I presume that this is something similar to the normalisation you mention—or is there an easier way to do it? I know this is a very long winded reply, but what I’m trying to get across is that the cookies don’t really change the content of what a user sees (logged in or not), they are just used to log users in and keep them logged in.

The cookie values are generally of the form session={session token} and token={token} where the values of those cookies could be anything, not sure if that makes a difference?

The technique you’re describing here should work, with a small modification. Fastly doesn’t have a vcl_backend_fetch subroutine but we do have vcl_miss and vcl_pass, so just put the same code in both of those.

However, the effect of this is that if your origin server adds vary: cookie to a response, we will think that response is usable for any request with a matching cookie header post-normalisation, which means if we cache any logged-in variants, they will be served to other users from cache on subsequent requests.

If the logged-in experience is the same for all logged-in users, for example if the page doesn’t include the user’s name, then that may be what you want. If not, then ensure you set a Cache-Control: no-store, private on the logged-in responses.

If that’s the case, incidentally, and you only want to cache the logged-out variant, then in theory that should work without any normalisation, because your origin server would serve all responses with vary: cookie and only allow caching on responses where the request did not include a cookie. We would therefore only cache one variant. However, this is oversimplistic in practice, because even logged-out users typically have cookies, eg. for Google Analytics or whatever, and also because we have a limit of a few hundred variants for each cache object, and even if responses turn out to be uncacheable, we create the cache marker before the backend request is made, which may evict the logged-out variant that you want to cache.
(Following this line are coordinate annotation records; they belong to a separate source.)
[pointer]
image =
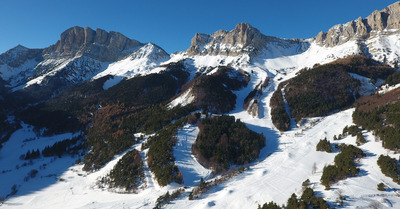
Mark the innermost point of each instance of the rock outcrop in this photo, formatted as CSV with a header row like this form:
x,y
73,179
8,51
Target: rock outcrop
x,y
19,55
99,44
243,39
386,21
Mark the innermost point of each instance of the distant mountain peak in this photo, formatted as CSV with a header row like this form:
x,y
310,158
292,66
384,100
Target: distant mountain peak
x,y
243,39
98,44
386,20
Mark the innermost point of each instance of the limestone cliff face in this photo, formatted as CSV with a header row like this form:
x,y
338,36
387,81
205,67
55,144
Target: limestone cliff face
x,y
378,21
97,44
243,39
19,55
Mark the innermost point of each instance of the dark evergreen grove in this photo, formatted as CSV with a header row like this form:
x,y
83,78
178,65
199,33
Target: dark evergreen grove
x,y
390,167
324,88
223,141
307,200
344,165
127,173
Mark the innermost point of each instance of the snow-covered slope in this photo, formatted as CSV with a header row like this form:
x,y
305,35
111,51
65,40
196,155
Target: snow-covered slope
x,y
146,58
288,159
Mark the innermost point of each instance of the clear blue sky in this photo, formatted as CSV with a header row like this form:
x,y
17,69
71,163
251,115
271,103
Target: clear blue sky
x,y
171,24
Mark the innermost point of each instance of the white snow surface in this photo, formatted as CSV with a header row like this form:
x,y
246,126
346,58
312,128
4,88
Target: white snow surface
x,y
367,86
184,99
284,163
139,62
190,168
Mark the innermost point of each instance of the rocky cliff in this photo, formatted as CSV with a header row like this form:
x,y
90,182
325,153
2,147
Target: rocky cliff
x,y
243,39
384,21
97,44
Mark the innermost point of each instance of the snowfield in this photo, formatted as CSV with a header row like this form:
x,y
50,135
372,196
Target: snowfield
x,y
287,160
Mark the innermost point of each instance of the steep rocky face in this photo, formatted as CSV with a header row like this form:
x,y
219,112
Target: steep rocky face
x,y
99,44
18,55
385,21
243,39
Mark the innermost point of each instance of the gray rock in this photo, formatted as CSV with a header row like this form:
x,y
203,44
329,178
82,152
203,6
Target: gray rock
x,y
243,39
99,44
360,29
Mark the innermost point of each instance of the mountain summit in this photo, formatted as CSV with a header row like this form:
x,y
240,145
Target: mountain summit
x,y
97,44
385,21
243,39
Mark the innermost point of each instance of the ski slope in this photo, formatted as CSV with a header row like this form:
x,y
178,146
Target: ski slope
x,y
285,162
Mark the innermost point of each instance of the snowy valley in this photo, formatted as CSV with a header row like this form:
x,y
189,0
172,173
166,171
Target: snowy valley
x,y
106,99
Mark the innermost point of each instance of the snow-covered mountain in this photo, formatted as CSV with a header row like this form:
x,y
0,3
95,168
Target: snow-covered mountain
x,y
79,55
97,60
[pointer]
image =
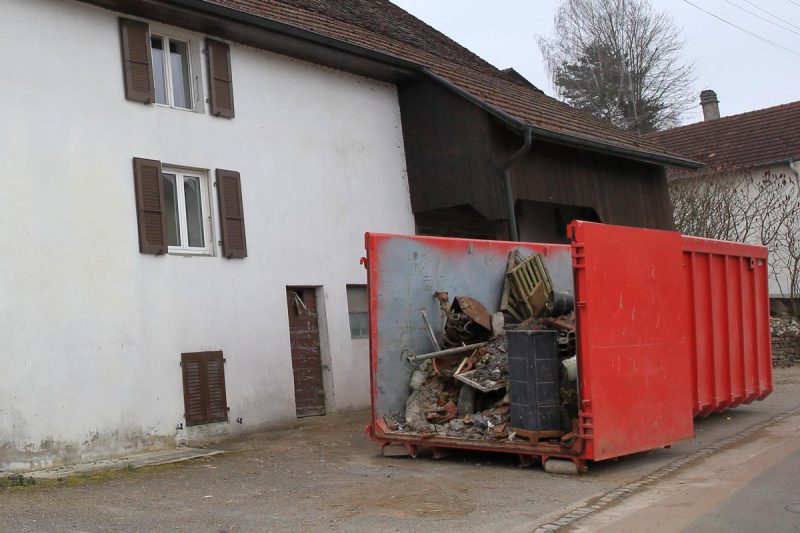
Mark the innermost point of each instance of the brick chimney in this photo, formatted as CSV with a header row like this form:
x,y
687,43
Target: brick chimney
x,y
710,104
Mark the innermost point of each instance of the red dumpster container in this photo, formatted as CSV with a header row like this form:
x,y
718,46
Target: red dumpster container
x,y
653,348
731,353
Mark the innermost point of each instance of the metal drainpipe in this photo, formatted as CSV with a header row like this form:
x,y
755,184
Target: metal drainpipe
x,y
794,168
512,219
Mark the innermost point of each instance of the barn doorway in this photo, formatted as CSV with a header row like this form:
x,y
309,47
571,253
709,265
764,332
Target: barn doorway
x,y
309,391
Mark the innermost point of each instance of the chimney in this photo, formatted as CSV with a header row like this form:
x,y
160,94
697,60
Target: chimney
x,y
710,104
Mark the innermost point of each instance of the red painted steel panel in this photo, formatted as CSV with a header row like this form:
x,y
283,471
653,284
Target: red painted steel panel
x,y
633,339
668,327
730,351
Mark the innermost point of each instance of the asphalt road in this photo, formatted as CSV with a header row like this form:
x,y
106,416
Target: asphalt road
x,y
324,474
770,502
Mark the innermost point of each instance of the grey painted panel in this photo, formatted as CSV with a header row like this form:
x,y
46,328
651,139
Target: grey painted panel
x,y
408,270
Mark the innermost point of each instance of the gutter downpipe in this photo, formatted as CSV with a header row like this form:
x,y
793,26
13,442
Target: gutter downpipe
x,y
794,168
512,218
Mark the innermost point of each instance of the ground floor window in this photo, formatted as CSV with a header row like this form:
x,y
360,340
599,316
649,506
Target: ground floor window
x,y
357,306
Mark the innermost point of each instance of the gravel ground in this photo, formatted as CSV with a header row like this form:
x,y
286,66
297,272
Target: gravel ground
x,y
324,474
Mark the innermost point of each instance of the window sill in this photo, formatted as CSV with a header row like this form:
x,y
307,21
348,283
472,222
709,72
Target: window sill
x,y
190,253
165,106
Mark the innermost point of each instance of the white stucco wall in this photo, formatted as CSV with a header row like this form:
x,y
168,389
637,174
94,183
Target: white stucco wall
x,y
92,330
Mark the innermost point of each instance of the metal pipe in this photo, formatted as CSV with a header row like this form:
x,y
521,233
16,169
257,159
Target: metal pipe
x,y
512,219
794,168
444,353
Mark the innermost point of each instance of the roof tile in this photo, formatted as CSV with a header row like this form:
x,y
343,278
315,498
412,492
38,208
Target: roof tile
x,y
383,27
753,138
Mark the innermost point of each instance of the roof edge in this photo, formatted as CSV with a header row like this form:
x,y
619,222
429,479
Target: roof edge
x,y
511,121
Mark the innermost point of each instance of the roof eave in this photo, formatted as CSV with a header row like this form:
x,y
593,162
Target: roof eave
x,y
217,10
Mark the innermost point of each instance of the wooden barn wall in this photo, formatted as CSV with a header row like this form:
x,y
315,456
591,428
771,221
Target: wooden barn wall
x,y
455,152
447,143
621,191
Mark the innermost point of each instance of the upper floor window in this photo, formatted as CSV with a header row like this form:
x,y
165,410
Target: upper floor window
x,y
171,72
164,67
186,211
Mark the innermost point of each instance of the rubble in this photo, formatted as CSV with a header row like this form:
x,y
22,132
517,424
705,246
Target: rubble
x,y
463,392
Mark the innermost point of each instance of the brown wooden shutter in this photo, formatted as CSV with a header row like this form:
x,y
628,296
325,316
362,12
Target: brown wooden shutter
x,y
204,395
220,82
150,206
231,214
136,61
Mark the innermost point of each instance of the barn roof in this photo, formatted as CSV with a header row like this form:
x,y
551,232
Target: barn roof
x,y
380,26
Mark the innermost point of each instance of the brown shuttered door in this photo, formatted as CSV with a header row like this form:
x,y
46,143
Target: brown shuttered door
x,y
220,82
309,392
150,206
204,388
136,61
231,214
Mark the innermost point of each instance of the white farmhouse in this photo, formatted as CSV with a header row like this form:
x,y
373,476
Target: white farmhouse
x,y
186,189
743,150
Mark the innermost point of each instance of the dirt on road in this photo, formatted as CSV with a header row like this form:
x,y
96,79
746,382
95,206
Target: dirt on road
x,y
324,474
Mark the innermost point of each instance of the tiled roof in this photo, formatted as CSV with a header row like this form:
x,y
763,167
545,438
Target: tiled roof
x,y
763,136
383,27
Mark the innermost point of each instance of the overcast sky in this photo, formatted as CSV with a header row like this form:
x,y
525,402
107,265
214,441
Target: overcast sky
x,y
746,72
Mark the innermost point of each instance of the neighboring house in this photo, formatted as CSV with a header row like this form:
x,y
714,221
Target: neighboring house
x,y
187,188
745,148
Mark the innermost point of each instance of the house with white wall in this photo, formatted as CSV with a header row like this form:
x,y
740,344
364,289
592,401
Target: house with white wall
x,y
186,192
746,151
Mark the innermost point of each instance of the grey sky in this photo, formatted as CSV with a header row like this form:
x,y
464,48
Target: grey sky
x,y
746,72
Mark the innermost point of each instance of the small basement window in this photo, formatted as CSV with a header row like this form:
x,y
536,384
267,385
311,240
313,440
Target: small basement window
x,y
171,72
204,396
357,306
186,204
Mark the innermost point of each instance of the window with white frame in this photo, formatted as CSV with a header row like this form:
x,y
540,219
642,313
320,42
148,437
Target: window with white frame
x,y
172,71
187,209
357,307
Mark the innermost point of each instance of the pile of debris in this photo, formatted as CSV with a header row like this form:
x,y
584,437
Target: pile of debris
x,y
462,388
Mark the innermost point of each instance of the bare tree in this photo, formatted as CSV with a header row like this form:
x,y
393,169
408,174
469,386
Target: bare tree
x,y
734,205
620,61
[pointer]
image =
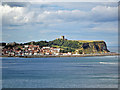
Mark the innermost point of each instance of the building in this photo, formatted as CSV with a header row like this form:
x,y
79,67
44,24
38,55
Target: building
x,y
62,37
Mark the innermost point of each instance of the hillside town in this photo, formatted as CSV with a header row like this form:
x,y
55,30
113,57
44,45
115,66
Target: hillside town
x,y
30,50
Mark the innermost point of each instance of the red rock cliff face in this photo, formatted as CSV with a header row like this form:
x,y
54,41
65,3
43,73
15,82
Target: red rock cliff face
x,y
94,47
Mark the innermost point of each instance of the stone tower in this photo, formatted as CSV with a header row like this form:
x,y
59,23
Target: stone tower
x,y
62,37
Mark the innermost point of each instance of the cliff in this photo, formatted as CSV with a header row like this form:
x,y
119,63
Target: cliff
x,y
75,46
89,47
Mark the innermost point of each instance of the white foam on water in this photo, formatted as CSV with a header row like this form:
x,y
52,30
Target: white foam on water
x,y
107,63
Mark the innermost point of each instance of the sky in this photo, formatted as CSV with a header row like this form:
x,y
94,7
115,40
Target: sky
x,y
36,21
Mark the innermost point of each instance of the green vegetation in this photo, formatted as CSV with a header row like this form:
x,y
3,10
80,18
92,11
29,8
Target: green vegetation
x,y
79,46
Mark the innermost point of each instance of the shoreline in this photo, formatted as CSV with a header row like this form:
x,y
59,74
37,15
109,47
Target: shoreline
x,y
82,55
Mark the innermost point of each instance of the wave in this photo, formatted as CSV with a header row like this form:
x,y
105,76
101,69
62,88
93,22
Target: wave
x,y
107,63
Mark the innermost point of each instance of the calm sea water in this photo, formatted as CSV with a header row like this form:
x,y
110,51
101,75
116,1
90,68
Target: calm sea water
x,y
65,72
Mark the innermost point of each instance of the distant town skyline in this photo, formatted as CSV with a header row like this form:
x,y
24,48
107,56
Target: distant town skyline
x,y
25,22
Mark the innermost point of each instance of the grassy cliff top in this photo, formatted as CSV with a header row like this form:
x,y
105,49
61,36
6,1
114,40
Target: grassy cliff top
x,y
88,41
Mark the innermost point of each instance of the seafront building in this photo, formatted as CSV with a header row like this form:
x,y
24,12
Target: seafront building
x,y
30,50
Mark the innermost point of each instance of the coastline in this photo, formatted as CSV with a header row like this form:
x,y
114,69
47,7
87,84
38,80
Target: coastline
x,y
82,55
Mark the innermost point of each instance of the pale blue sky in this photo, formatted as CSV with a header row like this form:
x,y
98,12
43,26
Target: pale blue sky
x,y
24,22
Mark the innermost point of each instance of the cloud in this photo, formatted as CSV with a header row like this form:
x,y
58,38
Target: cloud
x,y
15,15
104,13
16,4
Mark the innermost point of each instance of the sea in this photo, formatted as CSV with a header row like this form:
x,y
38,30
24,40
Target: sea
x,y
61,72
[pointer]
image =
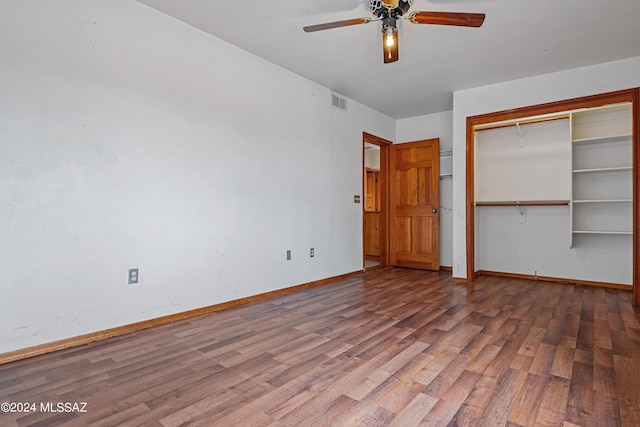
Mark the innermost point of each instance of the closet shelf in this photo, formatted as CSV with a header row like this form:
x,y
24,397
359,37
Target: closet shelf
x,y
602,232
525,203
603,139
596,170
604,201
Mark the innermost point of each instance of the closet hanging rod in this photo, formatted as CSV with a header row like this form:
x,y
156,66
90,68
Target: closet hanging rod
x,y
530,203
510,123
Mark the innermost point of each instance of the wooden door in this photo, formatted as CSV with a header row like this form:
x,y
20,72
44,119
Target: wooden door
x,y
414,174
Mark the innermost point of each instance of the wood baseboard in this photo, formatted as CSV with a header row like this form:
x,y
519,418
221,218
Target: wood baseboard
x,y
554,279
133,327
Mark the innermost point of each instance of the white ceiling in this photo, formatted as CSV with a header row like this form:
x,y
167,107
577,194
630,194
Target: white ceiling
x,y
519,38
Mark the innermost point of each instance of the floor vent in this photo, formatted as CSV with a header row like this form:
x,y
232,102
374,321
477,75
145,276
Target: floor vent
x,y
338,102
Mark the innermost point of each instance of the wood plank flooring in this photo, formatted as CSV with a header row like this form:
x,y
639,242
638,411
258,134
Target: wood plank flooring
x,y
395,347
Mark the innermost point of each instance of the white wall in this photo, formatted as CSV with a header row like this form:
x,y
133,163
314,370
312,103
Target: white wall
x,y
438,125
131,140
520,93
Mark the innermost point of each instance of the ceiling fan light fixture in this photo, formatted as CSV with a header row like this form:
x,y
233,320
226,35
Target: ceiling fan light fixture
x,y
389,40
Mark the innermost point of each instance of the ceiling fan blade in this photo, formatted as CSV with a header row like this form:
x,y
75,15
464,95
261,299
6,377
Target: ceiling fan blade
x,y
447,18
337,24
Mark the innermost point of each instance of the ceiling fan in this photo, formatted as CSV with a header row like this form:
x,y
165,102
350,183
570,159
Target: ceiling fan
x,y
389,11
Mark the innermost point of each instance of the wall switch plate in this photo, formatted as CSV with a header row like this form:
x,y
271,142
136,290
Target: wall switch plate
x,y
133,276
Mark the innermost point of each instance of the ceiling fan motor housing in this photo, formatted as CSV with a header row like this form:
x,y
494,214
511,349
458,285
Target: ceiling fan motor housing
x,y
382,10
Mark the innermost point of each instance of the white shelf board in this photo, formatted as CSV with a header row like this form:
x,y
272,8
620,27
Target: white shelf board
x,y
603,232
605,201
596,170
604,139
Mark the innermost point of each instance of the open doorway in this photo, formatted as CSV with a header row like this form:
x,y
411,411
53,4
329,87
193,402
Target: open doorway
x,y
375,207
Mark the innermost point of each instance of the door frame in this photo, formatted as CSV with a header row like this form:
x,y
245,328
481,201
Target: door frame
x,y
436,208
629,95
384,194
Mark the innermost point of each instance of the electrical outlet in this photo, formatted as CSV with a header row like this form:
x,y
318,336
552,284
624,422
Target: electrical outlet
x,y
133,276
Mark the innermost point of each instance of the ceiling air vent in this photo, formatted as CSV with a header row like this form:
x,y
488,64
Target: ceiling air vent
x,y
338,102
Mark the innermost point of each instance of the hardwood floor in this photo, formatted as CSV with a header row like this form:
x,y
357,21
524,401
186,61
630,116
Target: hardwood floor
x,y
394,347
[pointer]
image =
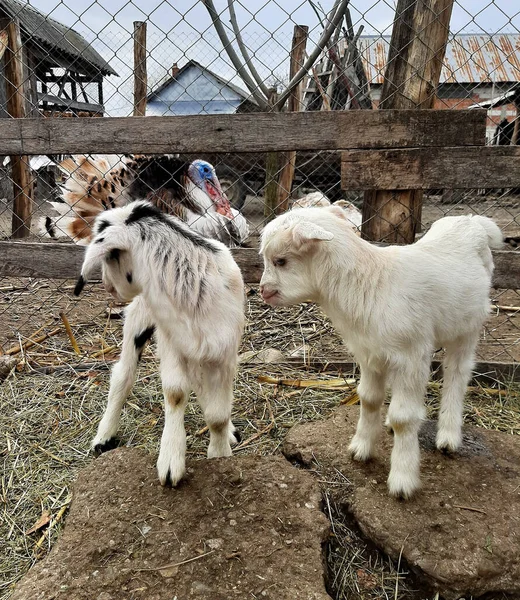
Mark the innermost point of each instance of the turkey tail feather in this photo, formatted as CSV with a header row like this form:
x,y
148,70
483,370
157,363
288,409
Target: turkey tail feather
x,y
93,184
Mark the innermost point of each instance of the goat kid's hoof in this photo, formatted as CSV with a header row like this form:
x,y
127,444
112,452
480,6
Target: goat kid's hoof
x,y
448,445
171,482
99,448
170,476
360,451
402,488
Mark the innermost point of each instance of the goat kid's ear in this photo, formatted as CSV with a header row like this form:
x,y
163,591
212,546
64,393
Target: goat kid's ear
x,y
305,233
337,211
94,257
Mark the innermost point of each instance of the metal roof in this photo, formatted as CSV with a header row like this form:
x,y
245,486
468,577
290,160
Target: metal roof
x,y
169,80
38,26
470,58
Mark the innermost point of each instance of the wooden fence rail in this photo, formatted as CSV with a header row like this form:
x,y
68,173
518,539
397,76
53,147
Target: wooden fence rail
x,y
63,261
468,167
253,132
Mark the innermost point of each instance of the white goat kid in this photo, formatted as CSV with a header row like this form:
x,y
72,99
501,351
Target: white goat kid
x,y
393,307
190,291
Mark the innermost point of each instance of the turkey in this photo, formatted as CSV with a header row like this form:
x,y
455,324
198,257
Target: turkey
x,y
189,191
317,199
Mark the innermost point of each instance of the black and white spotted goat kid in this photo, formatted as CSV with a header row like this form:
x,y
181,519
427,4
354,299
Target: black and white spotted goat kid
x,y
189,291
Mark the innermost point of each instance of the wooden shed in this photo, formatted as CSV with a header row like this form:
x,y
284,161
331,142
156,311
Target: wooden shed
x,y
63,72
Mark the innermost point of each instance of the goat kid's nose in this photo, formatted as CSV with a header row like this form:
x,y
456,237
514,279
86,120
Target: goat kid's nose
x,y
266,292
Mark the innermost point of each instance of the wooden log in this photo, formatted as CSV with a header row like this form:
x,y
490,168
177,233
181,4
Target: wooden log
x,y
288,159
63,261
417,49
253,132
434,168
16,101
140,72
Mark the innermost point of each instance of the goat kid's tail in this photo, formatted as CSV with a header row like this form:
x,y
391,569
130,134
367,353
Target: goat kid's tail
x,y
93,184
493,231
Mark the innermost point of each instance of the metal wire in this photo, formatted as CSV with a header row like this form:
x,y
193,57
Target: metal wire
x,y
79,62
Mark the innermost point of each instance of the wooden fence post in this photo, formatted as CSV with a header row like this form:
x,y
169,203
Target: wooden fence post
x,y
415,60
140,73
294,104
20,167
271,171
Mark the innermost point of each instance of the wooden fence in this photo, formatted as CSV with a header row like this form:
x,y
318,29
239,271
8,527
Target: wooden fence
x,y
384,149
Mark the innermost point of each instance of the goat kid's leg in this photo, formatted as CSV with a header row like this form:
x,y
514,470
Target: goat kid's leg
x,y
458,363
137,330
405,414
371,392
171,464
216,399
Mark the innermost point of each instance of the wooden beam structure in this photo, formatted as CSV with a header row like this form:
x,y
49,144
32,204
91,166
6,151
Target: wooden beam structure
x,y
140,72
63,261
16,101
69,104
288,159
416,54
431,168
253,132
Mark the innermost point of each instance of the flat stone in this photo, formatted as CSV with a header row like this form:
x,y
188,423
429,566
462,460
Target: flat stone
x,y
461,533
242,527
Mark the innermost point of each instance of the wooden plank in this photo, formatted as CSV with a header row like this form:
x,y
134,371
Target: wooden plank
x,y
252,132
413,69
140,74
63,261
434,168
288,159
16,101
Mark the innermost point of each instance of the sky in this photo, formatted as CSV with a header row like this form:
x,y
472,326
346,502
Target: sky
x,y
179,30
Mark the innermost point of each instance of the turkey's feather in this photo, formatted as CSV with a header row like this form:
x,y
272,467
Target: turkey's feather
x,y
98,183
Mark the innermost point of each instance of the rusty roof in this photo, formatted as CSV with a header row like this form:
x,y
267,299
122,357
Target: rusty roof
x,y
470,58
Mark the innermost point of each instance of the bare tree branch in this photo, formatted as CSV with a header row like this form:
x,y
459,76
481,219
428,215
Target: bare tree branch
x,y
219,28
244,51
338,11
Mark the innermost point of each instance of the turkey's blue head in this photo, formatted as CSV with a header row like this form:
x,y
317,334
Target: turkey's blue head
x,y
203,175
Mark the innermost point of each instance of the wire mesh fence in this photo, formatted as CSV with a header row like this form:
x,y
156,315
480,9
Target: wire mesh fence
x,y
78,61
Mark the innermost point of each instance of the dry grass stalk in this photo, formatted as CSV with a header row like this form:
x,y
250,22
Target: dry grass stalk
x,y
70,334
31,342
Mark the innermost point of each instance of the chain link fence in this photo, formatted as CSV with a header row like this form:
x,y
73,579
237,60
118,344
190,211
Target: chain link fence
x,y
78,61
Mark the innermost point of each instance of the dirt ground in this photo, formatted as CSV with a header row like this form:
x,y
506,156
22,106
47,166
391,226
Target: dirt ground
x,y
246,527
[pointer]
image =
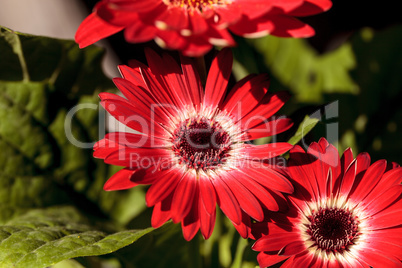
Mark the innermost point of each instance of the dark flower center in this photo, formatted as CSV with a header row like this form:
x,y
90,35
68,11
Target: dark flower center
x,y
201,143
333,229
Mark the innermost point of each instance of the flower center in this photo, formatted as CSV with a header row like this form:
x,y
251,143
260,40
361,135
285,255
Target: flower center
x,y
197,4
201,143
333,229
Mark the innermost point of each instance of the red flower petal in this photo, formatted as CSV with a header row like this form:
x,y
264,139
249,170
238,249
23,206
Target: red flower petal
x,y
227,201
247,201
266,260
218,78
292,248
120,180
161,212
207,220
163,187
311,7
183,196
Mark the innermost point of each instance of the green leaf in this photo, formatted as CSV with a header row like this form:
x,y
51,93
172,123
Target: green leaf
x,y
45,237
305,127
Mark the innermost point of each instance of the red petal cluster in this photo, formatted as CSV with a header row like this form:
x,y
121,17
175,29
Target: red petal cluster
x,y
194,26
322,179
157,100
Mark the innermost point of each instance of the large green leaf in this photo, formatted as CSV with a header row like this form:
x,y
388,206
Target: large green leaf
x,y
44,237
42,82
309,75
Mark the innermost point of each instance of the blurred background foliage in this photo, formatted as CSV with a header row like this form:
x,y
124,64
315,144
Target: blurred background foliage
x,y
347,81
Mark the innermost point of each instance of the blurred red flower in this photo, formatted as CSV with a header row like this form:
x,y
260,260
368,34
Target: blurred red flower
x,y
192,149
194,26
344,212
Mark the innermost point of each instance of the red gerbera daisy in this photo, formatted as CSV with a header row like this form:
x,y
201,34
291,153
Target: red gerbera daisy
x,y
192,148
344,213
193,26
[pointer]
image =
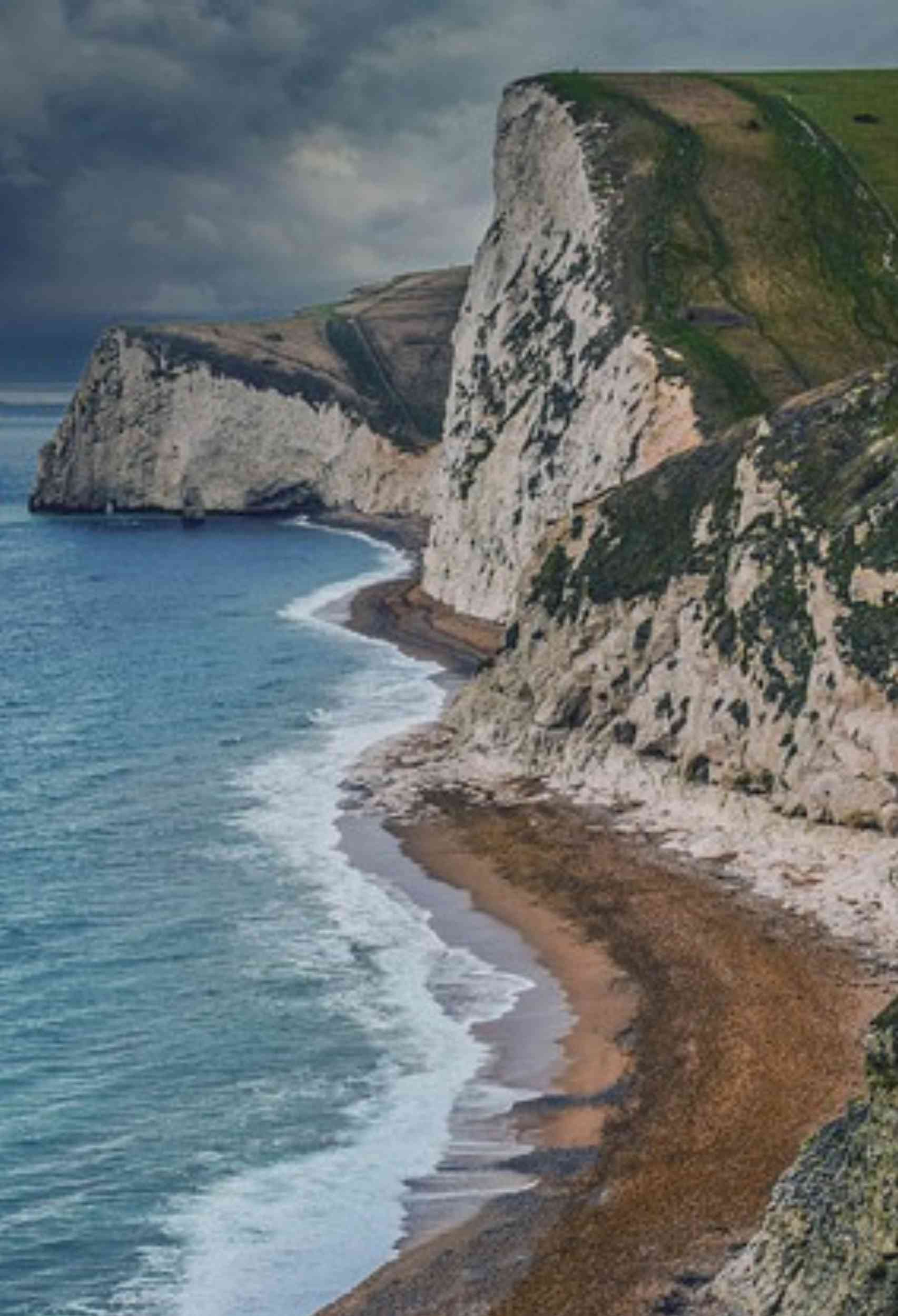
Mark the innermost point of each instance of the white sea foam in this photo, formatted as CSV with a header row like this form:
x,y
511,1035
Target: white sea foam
x,y
289,1238
330,604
In short, normalising cache key inputs is usually a good idea, and you should just take care to ensure you don’t serve the wrong content to the wrong users as a result.

I thought I had possibly solved the issue using the method you stated: adding the code to normalise the cookies into vcl_recv and then in vcl_miss and vcl_pass putting the original cookies back, but that seemed to stop everything being cached, oddly enough.

Potentially I am missing something blatantly obvious here?